The tribological characteristics of carbon fiber reinforced polymer composites under distilled-water-lubricated-sliding and dry-sliding against stainless steel were comparatively investigated. Scanning electron microscopy (SEM) was utilized to examine composite microstructures and modes of failure. The typical chemical states of elements of the transfer film on the stainless steel were examined with X-ray photoelectron spectroscopy (XPS). Wear testing and SEM analysis show that all the composites hold the lowered friction coefficient and show much better wear resistance under water lubricated sliding against stainless steel than those under dry sliding. The wear of composites is characterized by plastic deformation, scuffing, micro cracking, and spalling under both dry-sliding and water lubricated conditions. Plastic deformation, scuffing, micro cracking, and spalling, however, are significantly abated under water-lubricated condition.

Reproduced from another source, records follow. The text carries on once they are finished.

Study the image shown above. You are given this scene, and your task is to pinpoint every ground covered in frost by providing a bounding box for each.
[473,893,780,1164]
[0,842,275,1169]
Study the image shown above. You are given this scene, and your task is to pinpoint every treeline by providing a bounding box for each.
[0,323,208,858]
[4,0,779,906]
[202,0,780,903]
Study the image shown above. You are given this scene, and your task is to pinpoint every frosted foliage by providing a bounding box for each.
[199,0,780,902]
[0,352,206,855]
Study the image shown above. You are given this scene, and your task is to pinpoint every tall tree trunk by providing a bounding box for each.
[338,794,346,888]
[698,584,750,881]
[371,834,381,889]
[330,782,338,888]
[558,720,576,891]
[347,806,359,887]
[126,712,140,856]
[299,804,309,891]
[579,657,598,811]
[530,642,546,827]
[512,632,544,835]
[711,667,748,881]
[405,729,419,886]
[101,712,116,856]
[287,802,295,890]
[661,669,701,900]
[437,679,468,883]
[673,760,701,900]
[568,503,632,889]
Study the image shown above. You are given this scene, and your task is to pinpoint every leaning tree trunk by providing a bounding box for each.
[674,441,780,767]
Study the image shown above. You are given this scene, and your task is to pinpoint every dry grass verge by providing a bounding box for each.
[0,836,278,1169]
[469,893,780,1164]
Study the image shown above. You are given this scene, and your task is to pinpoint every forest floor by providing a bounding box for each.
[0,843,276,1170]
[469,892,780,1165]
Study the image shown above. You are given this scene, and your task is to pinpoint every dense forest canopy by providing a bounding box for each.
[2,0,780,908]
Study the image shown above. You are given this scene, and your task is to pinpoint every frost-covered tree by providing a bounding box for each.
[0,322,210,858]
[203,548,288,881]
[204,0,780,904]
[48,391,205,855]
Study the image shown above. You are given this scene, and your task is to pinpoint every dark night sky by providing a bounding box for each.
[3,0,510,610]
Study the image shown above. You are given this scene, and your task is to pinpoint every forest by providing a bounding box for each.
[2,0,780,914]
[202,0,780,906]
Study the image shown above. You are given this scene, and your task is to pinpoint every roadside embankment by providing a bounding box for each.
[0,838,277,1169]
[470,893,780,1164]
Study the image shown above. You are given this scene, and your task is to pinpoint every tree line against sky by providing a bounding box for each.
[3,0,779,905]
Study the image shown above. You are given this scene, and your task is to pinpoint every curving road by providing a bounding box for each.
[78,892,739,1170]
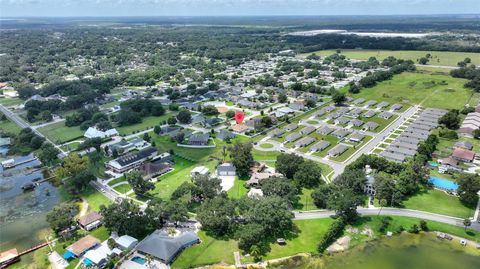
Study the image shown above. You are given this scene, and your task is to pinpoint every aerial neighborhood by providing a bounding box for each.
[1,12,480,269]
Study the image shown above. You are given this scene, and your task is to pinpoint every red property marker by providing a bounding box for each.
[235,111,245,124]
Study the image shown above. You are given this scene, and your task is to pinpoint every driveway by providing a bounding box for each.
[218,175,235,191]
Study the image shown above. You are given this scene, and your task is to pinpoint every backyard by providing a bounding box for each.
[37,122,84,144]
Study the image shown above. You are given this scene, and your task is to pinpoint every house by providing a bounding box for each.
[217,130,236,141]
[203,117,223,128]
[289,102,306,111]
[191,166,209,177]
[188,133,210,145]
[269,128,285,138]
[135,230,200,264]
[285,132,302,143]
[78,212,103,231]
[115,235,138,251]
[0,249,19,268]
[295,137,316,147]
[310,140,331,152]
[376,101,389,109]
[455,141,473,151]
[451,148,476,162]
[348,132,365,142]
[439,157,459,167]
[380,151,406,163]
[332,129,350,138]
[335,116,350,125]
[84,127,119,139]
[217,163,236,176]
[277,106,295,115]
[349,119,363,127]
[83,243,113,268]
[379,112,394,120]
[391,104,403,111]
[232,123,250,133]
[364,100,377,107]
[317,126,334,135]
[159,126,181,137]
[349,108,363,118]
[65,235,100,259]
[352,98,365,105]
[106,139,150,156]
[138,160,173,179]
[247,171,282,186]
[363,110,376,118]
[364,174,376,195]
[363,121,379,131]
[247,188,264,198]
[283,123,298,132]
[328,144,349,157]
[191,114,206,125]
[458,112,480,137]
[324,106,336,113]
[106,147,158,173]
[299,126,316,135]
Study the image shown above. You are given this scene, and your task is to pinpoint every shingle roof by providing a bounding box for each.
[78,212,103,227]
[136,231,199,263]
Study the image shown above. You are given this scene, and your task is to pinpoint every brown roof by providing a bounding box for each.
[0,248,18,263]
[78,212,103,227]
[452,148,475,161]
[440,157,458,166]
[232,124,249,133]
[68,235,100,256]
[217,106,229,113]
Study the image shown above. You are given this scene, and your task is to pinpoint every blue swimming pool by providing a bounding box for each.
[131,256,146,265]
[428,176,458,191]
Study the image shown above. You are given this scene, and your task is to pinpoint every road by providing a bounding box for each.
[294,208,480,231]
[0,104,67,155]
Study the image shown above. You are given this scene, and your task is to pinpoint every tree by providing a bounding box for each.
[311,185,334,209]
[294,160,323,188]
[276,153,304,179]
[56,153,89,179]
[260,176,298,203]
[473,129,480,139]
[438,109,460,130]
[243,196,294,237]
[126,171,155,197]
[317,217,345,253]
[235,223,266,253]
[16,83,36,99]
[457,173,480,206]
[65,170,95,194]
[463,218,472,231]
[229,142,253,178]
[46,203,78,234]
[260,116,273,128]
[418,57,429,65]
[327,187,363,223]
[197,196,237,237]
[334,169,366,194]
[177,110,192,124]
[373,175,398,206]
[409,224,420,234]
[419,220,429,231]
[167,116,177,125]
[192,174,222,201]
[143,133,151,142]
[37,143,59,165]
[202,105,220,116]
[101,200,155,238]
[225,110,236,119]
[278,93,287,103]
[40,111,53,122]
[175,132,185,144]
[332,90,346,105]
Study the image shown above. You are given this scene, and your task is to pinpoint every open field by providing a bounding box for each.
[402,188,475,218]
[347,72,474,110]
[150,157,196,200]
[0,116,22,135]
[37,122,84,143]
[303,49,480,67]
[116,114,172,135]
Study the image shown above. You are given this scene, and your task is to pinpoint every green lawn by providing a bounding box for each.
[0,97,24,106]
[346,72,473,110]
[37,122,84,144]
[304,49,480,67]
[331,136,373,162]
[82,186,112,212]
[259,143,274,149]
[252,148,280,161]
[117,114,173,135]
[227,177,249,199]
[402,188,475,218]
[113,183,132,194]
[0,117,22,135]
[295,188,318,211]
[150,157,196,200]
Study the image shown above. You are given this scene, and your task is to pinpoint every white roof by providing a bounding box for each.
[247,188,264,198]
[191,166,209,175]
[116,235,138,249]
[83,243,111,264]
[84,127,118,139]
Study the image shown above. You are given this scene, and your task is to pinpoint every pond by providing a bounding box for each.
[268,233,480,269]
[0,159,60,266]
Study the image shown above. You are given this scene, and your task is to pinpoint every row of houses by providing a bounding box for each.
[380,108,448,162]
[458,105,480,137]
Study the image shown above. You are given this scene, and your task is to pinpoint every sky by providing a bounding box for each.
[0,0,479,17]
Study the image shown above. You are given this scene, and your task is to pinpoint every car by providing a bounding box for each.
[101,189,106,193]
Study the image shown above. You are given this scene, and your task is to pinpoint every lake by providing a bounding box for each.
[268,233,480,269]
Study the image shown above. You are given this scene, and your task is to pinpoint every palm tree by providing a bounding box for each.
[222,145,227,161]
[463,218,472,231]
[145,254,153,268]
[250,245,261,262]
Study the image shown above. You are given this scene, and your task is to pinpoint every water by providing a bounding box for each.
[0,159,59,266]
[428,176,459,191]
[268,233,480,269]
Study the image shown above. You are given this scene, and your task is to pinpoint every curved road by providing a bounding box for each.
[294,208,480,231]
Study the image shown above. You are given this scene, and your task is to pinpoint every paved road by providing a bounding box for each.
[294,208,480,231]
[0,104,67,155]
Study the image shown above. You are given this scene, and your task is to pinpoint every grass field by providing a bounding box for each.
[346,72,474,110]
[116,114,173,135]
[227,177,249,199]
[37,122,84,144]
[304,49,480,67]
[402,188,475,218]
[0,116,22,135]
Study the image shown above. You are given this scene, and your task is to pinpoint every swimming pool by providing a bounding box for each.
[131,256,146,265]
[428,176,458,191]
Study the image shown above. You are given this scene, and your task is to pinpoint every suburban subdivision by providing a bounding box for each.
[1,10,480,269]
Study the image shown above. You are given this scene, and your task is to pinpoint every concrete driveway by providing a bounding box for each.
[218,175,236,191]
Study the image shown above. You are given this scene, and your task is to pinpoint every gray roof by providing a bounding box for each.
[413,119,438,127]
[376,101,389,109]
[189,133,210,143]
[363,121,379,130]
[405,126,430,136]
[380,151,406,162]
[332,129,350,138]
[397,135,421,145]
[284,123,298,132]
[217,163,236,173]
[336,116,351,125]
[401,132,428,140]
[349,132,365,142]
[136,230,199,263]
[363,110,376,118]
[455,141,473,150]
[269,128,285,137]
[390,141,419,151]
[310,140,331,152]
[365,100,377,107]
[336,107,351,115]
[349,108,363,116]
[324,106,336,113]
[349,119,364,127]
[299,126,316,135]
[391,104,403,110]
[217,130,236,141]
[379,112,394,119]
[327,112,342,120]
[295,137,316,147]
[314,110,326,117]
[285,132,302,142]
[317,126,334,135]
[353,98,365,104]
[328,144,349,156]
[409,123,433,131]
[385,145,416,156]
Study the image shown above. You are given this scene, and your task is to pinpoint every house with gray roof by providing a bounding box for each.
[327,112,341,120]
[349,119,364,127]
[335,116,351,125]
[332,129,350,138]
[405,127,430,136]
[324,106,336,113]
[397,135,421,145]
[363,110,376,118]
[391,104,403,111]
[269,128,285,138]
[348,132,365,142]
[299,126,316,135]
[217,130,236,141]
[310,140,331,152]
[314,110,326,117]
[295,137,316,148]
[353,98,365,105]
[402,131,428,140]
[336,107,351,115]
[217,163,236,176]
[328,144,349,157]
[349,108,363,118]
[285,132,302,143]
[364,100,377,107]
[317,126,334,135]
[135,230,199,264]
[188,133,210,145]
[376,101,389,109]
[363,121,379,131]
[380,151,406,162]
[283,123,298,132]
[379,112,394,119]
[455,141,473,150]
[390,141,418,151]
[409,123,433,131]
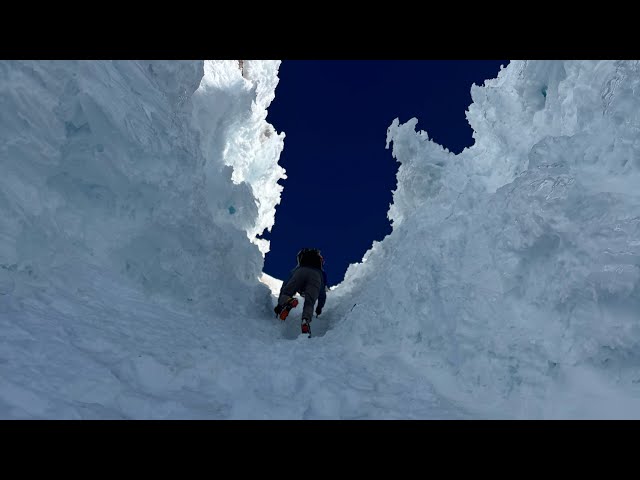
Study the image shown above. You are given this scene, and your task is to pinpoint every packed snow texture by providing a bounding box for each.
[2,60,639,419]
[0,60,283,314]
[337,60,640,418]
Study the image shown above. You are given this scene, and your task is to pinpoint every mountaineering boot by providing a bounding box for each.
[301,318,311,337]
[276,297,299,321]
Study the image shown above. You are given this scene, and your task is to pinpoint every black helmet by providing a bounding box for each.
[297,248,321,266]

XPS analysis conforms that none of the materials produces transfer films on the stainless steel counterface with the type familiar from dry sliding, and the transfer of composites onto the counterpart ring surface is significantly hindered while the oxidation of the stainless steel is speeded under water lubrication. The composites hinder transfer onto the steel surface and the boundary lubricating action of water accounts for the much smaller wear rate under water lubrication compared with that under dry sliding. The easier transfer of the composite onto the counterpart steel surface accounts for the larger wear rate of the polymer composite under dry sliding.